人々は病を恐れ、原因になりそうな者、モノ、物、呪い、行いなどを探しだそうとした。黒魔術を使って誰かが呪いをかけたのではないか、病に倒れた人が出た日から瘴気が街中に蔓延している、などなど様々な噂が流れては、いまひとつ確信を持てずにいたある日。
海に近い場所に住んでいた女が気が触れたように「人魚の呪いだ、これは人魚の呪いだ!」と叫びながら街中を素足で走り回り、足の裏の肉があらわになり、血の混じった砂や泥に汚れて走れなくなった時、森に程近い場所で、黒い血を吐いて死んだ。

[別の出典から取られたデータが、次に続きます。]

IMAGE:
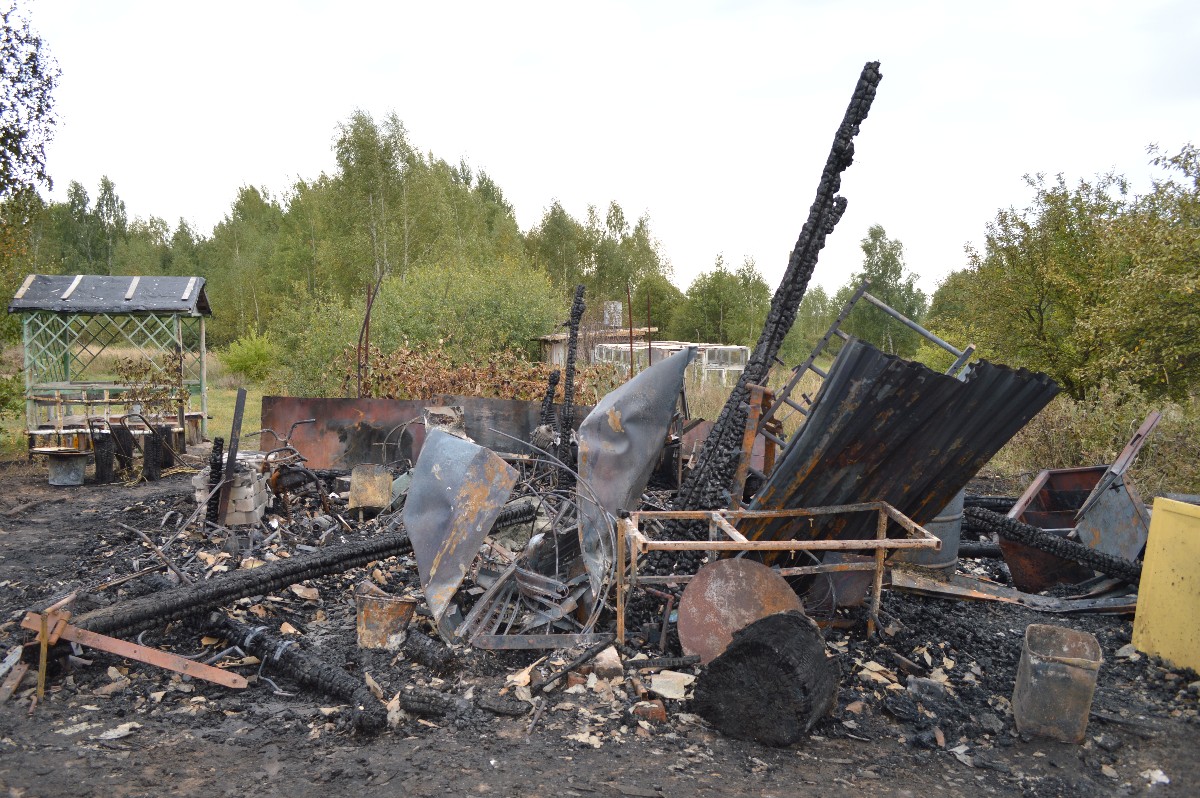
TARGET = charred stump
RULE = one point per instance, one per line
(772, 684)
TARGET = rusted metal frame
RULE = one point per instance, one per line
(802, 570)
(630, 537)
(753, 414)
(510, 642)
(12, 681)
(64, 630)
(881, 533)
(231, 468)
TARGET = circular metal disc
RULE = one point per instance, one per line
(725, 597)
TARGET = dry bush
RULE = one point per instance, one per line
(421, 372)
(1072, 433)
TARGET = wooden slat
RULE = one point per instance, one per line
(141, 653)
(24, 287)
(75, 283)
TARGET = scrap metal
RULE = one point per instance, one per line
(619, 445)
(457, 492)
(889, 430)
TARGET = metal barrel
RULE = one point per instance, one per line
(946, 527)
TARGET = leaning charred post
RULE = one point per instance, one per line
(707, 486)
(160, 609)
(567, 420)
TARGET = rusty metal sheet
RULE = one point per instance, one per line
(725, 597)
(352, 431)
(619, 445)
(139, 653)
(891, 430)
(459, 489)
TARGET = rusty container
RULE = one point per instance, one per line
(1055, 682)
(946, 527)
(382, 619)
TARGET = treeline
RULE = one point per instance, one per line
(288, 275)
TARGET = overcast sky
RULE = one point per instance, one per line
(713, 118)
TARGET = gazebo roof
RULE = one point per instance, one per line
(107, 294)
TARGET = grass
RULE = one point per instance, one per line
(222, 396)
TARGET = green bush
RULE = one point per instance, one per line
(251, 357)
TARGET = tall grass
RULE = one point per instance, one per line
(1092, 432)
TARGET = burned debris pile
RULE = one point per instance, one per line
(462, 561)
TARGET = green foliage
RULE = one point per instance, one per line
(892, 283)
(495, 306)
(1092, 431)
(311, 334)
(660, 295)
(724, 306)
(1090, 283)
(27, 105)
(252, 357)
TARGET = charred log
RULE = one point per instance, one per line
(216, 467)
(772, 684)
(157, 610)
(431, 653)
(567, 419)
(993, 523)
(708, 485)
(285, 657)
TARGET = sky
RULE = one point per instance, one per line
(713, 118)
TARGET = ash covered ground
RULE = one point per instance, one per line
(111, 726)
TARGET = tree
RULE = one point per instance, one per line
(892, 283)
(112, 217)
(28, 78)
(1090, 283)
(724, 306)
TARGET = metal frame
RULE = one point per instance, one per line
(725, 538)
(59, 349)
(785, 395)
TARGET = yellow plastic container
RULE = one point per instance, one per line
(1169, 594)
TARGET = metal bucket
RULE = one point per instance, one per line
(382, 619)
(67, 468)
(946, 527)
(1055, 682)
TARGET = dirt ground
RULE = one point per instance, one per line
(113, 727)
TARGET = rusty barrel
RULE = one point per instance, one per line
(1055, 682)
(946, 527)
(382, 619)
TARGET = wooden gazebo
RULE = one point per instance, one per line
(69, 321)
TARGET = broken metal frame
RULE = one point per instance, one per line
(785, 394)
(725, 538)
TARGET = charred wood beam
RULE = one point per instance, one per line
(547, 403)
(993, 523)
(772, 684)
(160, 609)
(565, 421)
(708, 485)
(285, 657)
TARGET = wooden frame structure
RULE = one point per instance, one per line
(631, 541)
(69, 321)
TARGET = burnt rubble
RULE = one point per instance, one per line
(549, 583)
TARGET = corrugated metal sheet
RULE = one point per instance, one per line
(353, 431)
(891, 430)
(108, 294)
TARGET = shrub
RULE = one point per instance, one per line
(252, 357)
(1072, 433)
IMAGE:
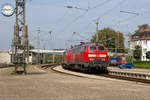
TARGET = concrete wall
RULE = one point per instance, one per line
(4, 56)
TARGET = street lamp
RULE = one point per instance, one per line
(76, 8)
(129, 35)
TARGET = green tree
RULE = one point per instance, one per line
(148, 55)
(137, 53)
(111, 39)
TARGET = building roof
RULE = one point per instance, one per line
(143, 33)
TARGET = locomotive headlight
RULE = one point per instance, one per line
(103, 59)
(91, 55)
(102, 55)
(91, 59)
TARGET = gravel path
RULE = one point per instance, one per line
(50, 85)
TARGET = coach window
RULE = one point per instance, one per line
(93, 48)
(101, 48)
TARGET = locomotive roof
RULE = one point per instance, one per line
(88, 43)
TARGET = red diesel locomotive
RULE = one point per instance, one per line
(86, 57)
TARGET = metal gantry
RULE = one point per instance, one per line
(20, 52)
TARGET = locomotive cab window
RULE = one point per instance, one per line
(93, 48)
(101, 48)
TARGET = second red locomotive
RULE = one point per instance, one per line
(86, 57)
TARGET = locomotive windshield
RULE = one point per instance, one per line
(93, 48)
(99, 48)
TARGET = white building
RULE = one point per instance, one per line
(141, 38)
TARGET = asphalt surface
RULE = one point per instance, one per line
(50, 85)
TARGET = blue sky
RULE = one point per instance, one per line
(51, 15)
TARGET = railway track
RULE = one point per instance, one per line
(109, 75)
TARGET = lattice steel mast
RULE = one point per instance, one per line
(20, 50)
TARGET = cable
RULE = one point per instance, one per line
(101, 4)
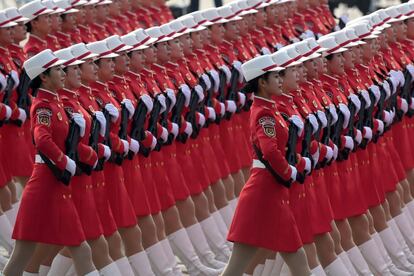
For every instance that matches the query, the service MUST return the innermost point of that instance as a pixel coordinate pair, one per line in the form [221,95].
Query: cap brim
[9,24]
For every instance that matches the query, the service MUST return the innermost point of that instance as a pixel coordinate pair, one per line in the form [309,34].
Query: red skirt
[321,210]
[217,146]
[150,188]
[134,183]
[207,153]
[231,151]
[175,173]
[161,180]
[369,167]
[121,206]
[402,144]
[187,164]
[301,208]
[15,144]
[83,197]
[263,217]
[47,213]
[102,204]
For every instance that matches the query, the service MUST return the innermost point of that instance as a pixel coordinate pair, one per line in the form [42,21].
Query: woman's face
[89,71]
[272,86]
[217,33]
[336,64]
[290,79]
[163,52]
[55,79]
[19,32]
[137,60]
[55,22]
[106,69]
[6,36]
[73,77]
[121,63]
[150,54]
[186,44]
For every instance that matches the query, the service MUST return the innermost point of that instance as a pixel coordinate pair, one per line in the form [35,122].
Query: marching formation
[139,138]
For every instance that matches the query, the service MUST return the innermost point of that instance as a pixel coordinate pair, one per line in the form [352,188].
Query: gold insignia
[268,125]
[43,116]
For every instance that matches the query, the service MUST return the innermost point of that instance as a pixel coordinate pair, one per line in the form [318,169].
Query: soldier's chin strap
[279,179]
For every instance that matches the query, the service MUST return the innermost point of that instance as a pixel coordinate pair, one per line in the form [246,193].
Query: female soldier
[270,224]
[37,221]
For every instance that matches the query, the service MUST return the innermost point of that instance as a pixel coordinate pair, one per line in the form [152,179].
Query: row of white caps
[356,31]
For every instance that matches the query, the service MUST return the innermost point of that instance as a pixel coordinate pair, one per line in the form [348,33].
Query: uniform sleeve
[42,135]
[267,139]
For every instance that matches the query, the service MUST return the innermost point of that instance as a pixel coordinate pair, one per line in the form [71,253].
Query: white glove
[8,111]
[349,142]
[404,105]
[308,165]
[387,89]
[298,123]
[322,118]
[387,118]
[242,98]
[107,152]
[314,122]
[134,146]
[410,69]
[293,173]
[174,129]
[15,76]
[22,115]
[80,121]
[315,157]
[113,112]
[70,166]
[226,71]
[329,153]
[368,133]
[231,106]
[334,115]
[222,109]
[237,65]
[161,99]
[358,136]
[202,120]
[211,113]
[129,106]
[3,82]
[377,93]
[206,81]
[188,128]
[147,100]
[126,146]
[102,122]
[347,114]
[171,95]
[335,154]
[380,126]
[216,78]
[265,51]
[164,135]
[200,92]
[355,100]
[154,142]
[187,93]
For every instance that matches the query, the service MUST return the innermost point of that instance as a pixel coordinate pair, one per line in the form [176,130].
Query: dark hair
[253,85]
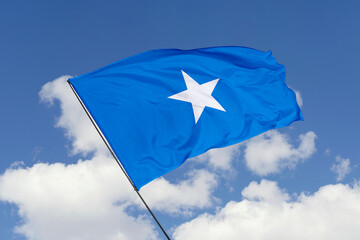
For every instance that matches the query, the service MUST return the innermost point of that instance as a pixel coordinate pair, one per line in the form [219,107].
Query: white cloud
[183,197]
[271,152]
[341,167]
[86,200]
[266,191]
[332,213]
[91,199]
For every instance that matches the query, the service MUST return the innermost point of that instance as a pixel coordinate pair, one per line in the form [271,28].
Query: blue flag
[159,108]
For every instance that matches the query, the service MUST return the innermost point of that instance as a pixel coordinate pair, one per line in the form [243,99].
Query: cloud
[266,212]
[341,167]
[86,200]
[271,152]
[194,192]
[92,199]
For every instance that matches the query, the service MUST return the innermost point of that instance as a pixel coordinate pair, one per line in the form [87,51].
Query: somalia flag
[159,108]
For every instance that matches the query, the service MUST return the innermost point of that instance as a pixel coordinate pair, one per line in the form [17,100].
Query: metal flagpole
[116,159]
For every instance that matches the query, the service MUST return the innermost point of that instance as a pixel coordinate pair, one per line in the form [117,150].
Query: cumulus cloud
[266,212]
[86,200]
[271,152]
[181,198]
[341,167]
[92,199]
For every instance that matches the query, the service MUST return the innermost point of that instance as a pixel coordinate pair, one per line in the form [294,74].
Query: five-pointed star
[198,95]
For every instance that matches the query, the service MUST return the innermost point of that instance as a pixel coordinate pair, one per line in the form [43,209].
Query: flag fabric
[159,108]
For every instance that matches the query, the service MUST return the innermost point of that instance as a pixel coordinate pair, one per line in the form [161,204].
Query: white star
[198,95]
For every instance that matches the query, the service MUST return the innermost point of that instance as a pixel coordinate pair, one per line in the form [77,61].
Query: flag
[159,108]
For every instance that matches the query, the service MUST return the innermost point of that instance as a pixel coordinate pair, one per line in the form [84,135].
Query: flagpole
[116,159]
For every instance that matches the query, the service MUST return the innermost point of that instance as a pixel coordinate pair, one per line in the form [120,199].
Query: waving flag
[161,107]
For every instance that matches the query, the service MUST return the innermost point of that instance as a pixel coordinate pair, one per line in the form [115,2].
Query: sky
[57,180]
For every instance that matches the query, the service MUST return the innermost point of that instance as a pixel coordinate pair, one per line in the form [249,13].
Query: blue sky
[45,190]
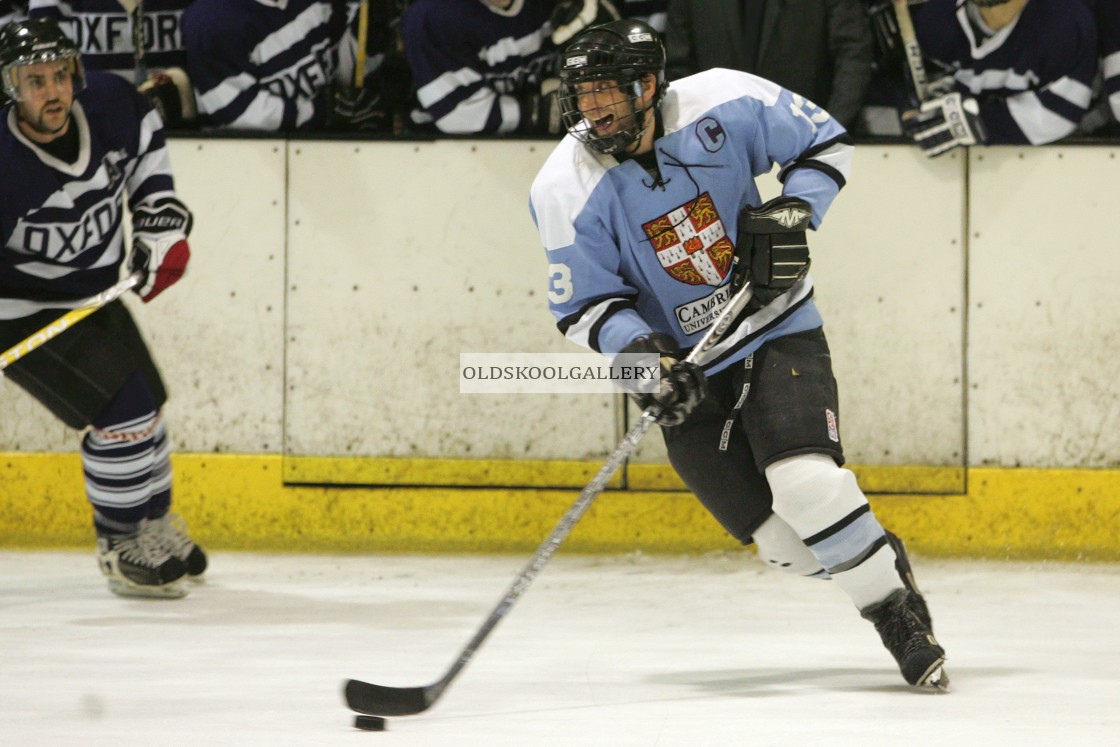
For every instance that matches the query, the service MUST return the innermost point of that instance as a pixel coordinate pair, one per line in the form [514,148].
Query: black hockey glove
[944,123]
[169,92]
[540,110]
[683,384]
[771,249]
[885,26]
[571,17]
[159,245]
[358,110]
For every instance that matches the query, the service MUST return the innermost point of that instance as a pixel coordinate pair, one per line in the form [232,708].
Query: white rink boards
[606,652]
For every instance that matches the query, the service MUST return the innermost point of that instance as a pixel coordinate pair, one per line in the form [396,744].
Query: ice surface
[612,651]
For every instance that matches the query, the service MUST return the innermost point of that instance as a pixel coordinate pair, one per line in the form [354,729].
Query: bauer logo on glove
[159,245]
[944,123]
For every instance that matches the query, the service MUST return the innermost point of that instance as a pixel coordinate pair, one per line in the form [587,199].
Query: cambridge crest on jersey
[691,243]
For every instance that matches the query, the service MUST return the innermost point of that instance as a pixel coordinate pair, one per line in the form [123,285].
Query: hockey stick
[363,35]
[379,700]
[62,324]
[913,52]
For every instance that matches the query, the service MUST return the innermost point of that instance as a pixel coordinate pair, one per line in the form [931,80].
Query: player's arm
[449,86]
[1053,111]
[1108,29]
[850,47]
[160,222]
[591,302]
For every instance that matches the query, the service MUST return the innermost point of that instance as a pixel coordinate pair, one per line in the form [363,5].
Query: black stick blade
[376,700]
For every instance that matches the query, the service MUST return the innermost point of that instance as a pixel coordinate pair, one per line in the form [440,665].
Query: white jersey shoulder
[562,187]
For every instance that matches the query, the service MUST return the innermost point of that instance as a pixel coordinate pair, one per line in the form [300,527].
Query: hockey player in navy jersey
[642,209]
[1022,72]
[109,34]
[264,64]
[74,148]
[482,66]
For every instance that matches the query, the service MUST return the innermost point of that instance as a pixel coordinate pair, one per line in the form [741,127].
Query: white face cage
[626,117]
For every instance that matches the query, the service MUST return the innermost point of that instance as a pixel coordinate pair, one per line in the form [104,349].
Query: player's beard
[50,121]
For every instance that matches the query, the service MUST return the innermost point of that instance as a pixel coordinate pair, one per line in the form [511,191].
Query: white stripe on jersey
[580,333]
[718,86]
[1038,123]
[283,39]
[221,95]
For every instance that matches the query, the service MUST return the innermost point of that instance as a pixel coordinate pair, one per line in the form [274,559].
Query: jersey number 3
[560,288]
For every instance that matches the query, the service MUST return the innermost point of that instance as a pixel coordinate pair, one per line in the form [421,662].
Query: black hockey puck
[370,722]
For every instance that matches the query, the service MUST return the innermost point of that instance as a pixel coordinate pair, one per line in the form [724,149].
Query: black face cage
[630,117]
[10,77]
[606,64]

きらびやかな装丁を施された分厚い書物に書かれた歴史を紐解き、首を傾げる。
「ここ最近人魚たちが私たちエルフの秘境にある海域に移住し始めている原因は、これかな……」
エルフの王族が管理する歴史を司る神殿の一角。時間を忘れて書物を読み耽っているのは、背中まである琥珀色の髪を首の後ろで結っている男、リーファは硬くなった身体をほぐすように腕を伸ばし、そのまま肩を回して、ペキペキと音のする首を回そうとして、空が目に入った。
「あぁ、〝人魚の呪い〟が本当になるね」
青黒く、人間の血潮のように赤紫色に染まった空が、魔法属の人間たちが住む方角を染めている。瘴気を視ることは人間には難しいだろう。
本能や自然に近いモノたちは肌で感じ、目の良いモノたちは視えるが、魔法属の人間たちは、なにが呪いで、なにが病かなんて判らないまま、同じ過ちを繰り返すのだろうかとリーファは思考し、止めた。
人間の行く末は、人間が決めること。人間以外が干渉する必要はないのだ。